Latest FMB figures show that almost 60 per cent of small construction company owners started their career as an apprentice and, remarkably, were running their own business within just seven years of completing that training. All of which means that in just a couple of years, literally thousands of those fresh-faced early readers will already be well down the path to fully fledged entrepreneurship.
And, of course, it comes as no surprise to learn that they themselves are going to be well inclined to the apprenticeship route, with 98 per cent of those current FMB owners valuing an apprenticeship over a degree when looking to recruit their own staff.
Call us biased but it’s long been our firmly held belief that very few industries have as much to offer a young person blessed with heaps of ambition and entrepreneurial spirit. Certainly, you would be hard pressed to find any other profession that could offer such a fast-track route from, say, bricklayer to business owner in just a handful of years.

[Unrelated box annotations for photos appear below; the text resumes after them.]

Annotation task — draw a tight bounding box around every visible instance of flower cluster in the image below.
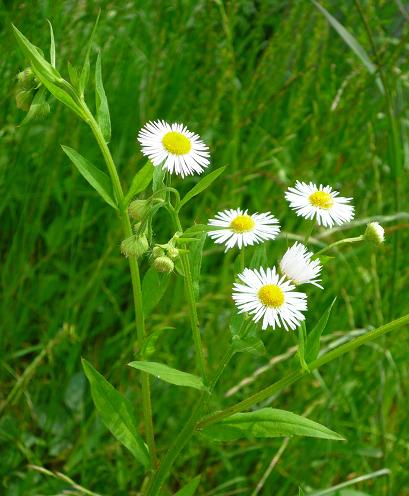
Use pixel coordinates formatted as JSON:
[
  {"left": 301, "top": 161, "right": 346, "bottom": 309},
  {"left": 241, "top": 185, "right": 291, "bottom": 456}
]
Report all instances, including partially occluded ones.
[{"left": 134, "top": 121, "right": 383, "bottom": 330}]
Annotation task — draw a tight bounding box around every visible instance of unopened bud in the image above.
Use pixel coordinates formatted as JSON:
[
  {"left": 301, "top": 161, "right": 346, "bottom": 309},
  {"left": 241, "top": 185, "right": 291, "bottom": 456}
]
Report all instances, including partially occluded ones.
[
  {"left": 153, "top": 256, "right": 175, "bottom": 273},
  {"left": 121, "top": 234, "right": 149, "bottom": 257},
  {"left": 364, "top": 222, "right": 385, "bottom": 245},
  {"left": 128, "top": 200, "right": 148, "bottom": 220}
]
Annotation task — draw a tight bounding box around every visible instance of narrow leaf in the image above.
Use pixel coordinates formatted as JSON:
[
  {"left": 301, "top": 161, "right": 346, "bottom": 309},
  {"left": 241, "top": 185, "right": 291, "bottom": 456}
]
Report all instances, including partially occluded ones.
[
  {"left": 47, "top": 19, "right": 55, "bottom": 69},
  {"left": 173, "top": 475, "right": 201, "bottom": 496},
  {"left": 311, "top": 0, "right": 384, "bottom": 93},
  {"left": 61, "top": 145, "right": 118, "bottom": 209},
  {"left": 179, "top": 167, "right": 226, "bottom": 208},
  {"left": 124, "top": 160, "right": 154, "bottom": 207},
  {"left": 203, "top": 408, "right": 344, "bottom": 441},
  {"left": 128, "top": 362, "right": 207, "bottom": 391},
  {"left": 95, "top": 53, "right": 111, "bottom": 143},
  {"left": 82, "top": 359, "right": 150, "bottom": 467},
  {"left": 142, "top": 267, "right": 170, "bottom": 318},
  {"left": 305, "top": 298, "right": 336, "bottom": 363}
]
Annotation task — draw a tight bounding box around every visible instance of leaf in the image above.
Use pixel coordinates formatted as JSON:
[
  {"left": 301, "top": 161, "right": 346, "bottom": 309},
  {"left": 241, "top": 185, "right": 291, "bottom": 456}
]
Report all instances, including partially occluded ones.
[
  {"left": 142, "top": 267, "right": 170, "bottom": 318},
  {"left": 305, "top": 298, "right": 336, "bottom": 363},
  {"left": 13, "top": 25, "right": 86, "bottom": 119},
  {"left": 179, "top": 167, "right": 226, "bottom": 209},
  {"left": 311, "top": 0, "right": 384, "bottom": 93},
  {"left": 82, "top": 359, "right": 150, "bottom": 467},
  {"left": 128, "top": 361, "right": 207, "bottom": 391},
  {"left": 202, "top": 408, "right": 344, "bottom": 441},
  {"left": 95, "top": 53, "right": 111, "bottom": 143},
  {"left": 124, "top": 160, "right": 154, "bottom": 207},
  {"left": 61, "top": 145, "right": 118, "bottom": 209},
  {"left": 79, "top": 11, "right": 101, "bottom": 96},
  {"left": 47, "top": 19, "right": 55, "bottom": 68},
  {"left": 173, "top": 475, "right": 202, "bottom": 496}
]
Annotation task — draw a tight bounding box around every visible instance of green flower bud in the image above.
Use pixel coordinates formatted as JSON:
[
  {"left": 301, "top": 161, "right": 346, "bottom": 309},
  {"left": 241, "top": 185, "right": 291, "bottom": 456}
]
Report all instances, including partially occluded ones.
[
  {"left": 121, "top": 234, "right": 149, "bottom": 257},
  {"left": 153, "top": 256, "right": 175, "bottom": 273},
  {"left": 128, "top": 200, "right": 148, "bottom": 221},
  {"left": 16, "top": 90, "right": 34, "bottom": 112},
  {"left": 364, "top": 222, "right": 385, "bottom": 245}
]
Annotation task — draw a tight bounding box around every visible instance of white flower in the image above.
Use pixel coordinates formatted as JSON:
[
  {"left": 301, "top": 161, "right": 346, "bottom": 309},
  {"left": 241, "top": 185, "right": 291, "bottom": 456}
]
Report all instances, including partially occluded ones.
[
  {"left": 138, "top": 121, "right": 209, "bottom": 177},
  {"left": 285, "top": 181, "right": 354, "bottom": 227},
  {"left": 364, "top": 222, "right": 385, "bottom": 245},
  {"left": 280, "top": 241, "right": 323, "bottom": 289},
  {"left": 208, "top": 208, "right": 280, "bottom": 251},
  {"left": 233, "top": 267, "right": 307, "bottom": 331}
]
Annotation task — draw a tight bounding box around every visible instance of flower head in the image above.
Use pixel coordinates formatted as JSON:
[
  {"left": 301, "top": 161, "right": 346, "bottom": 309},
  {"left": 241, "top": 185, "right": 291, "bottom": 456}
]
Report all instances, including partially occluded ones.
[
  {"left": 364, "top": 222, "right": 385, "bottom": 245},
  {"left": 208, "top": 208, "right": 280, "bottom": 251},
  {"left": 279, "top": 241, "right": 323, "bottom": 289},
  {"left": 138, "top": 121, "right": 209, "bottom": 177},
  {"left": 285, "top": 181, "right": 354, "bottom": 227},
  {"left": 233, "top": 267, "right": 307, "bottom": 331}
]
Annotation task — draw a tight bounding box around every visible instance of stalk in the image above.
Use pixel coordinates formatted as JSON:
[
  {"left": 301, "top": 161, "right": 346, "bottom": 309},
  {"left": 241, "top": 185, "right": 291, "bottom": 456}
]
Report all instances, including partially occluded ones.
[{"left": 82, "top": 102, "right": 156, "bottom": 466}]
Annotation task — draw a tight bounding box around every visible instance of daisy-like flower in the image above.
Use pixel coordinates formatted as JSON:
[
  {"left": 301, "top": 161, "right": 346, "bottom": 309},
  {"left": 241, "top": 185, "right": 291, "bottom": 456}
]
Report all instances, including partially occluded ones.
[
  {"left": 208, "top": 208, "right": 280, "bottom": 251},
  {"left": 138, "top": 121, "right": 209, "bottom": 177},
  {"left": 279, "top": 241, "right": 323, "bottom": 289},
  {"left": 285, "top": 181, "right": 354, "bottom": 227},
  {"left": 233, "top": 267, "right": 307, "bottom": 331},
  {"left": 364, "top": 222, "right": 385, "bottom": 245}
]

And, of course, even if running their own business is not what some aspire to, an apprenticeship is the perfect springboard for a successful and rewarding career in its own right, with more than 80 per cent of FMB SME construction bosses confirming that employment in the sector offers high levels of job satisfaction with tangible results.
A further 87 per cent believe an apprenticeship teaches useful and practical skills to last a lifetime. What’s more, by the age of 23 a bricklayer with five years’ experience can earn more than £30,000 and rising in some cases to £52,000 in London.
Given the high levels of university tuition fees, young people have more reason than ever to properly consider a more vocational education with the ultimate freedom to work anywhere in the country, or indeed anywhere in the world.
If this industry is to thrive and attract the right sort of person in the future, this portrayal of successful entrepreneurs needs to be heavily promoted, not just in our journals but in the popular media, which are still far too quick to dwell on the negatives.
The Government too, through hard cash and concerted lobbying to potential employers, has a vital to play in recognising that, given the current mood of optimism, it has a once in a generation opportunity to break this seemingly inevitable cycle of skills shortages which have plagued the industry, and in turn the general economy at large for decades.
With the right encouragement, now by 2023 we could all be in seventh heaven!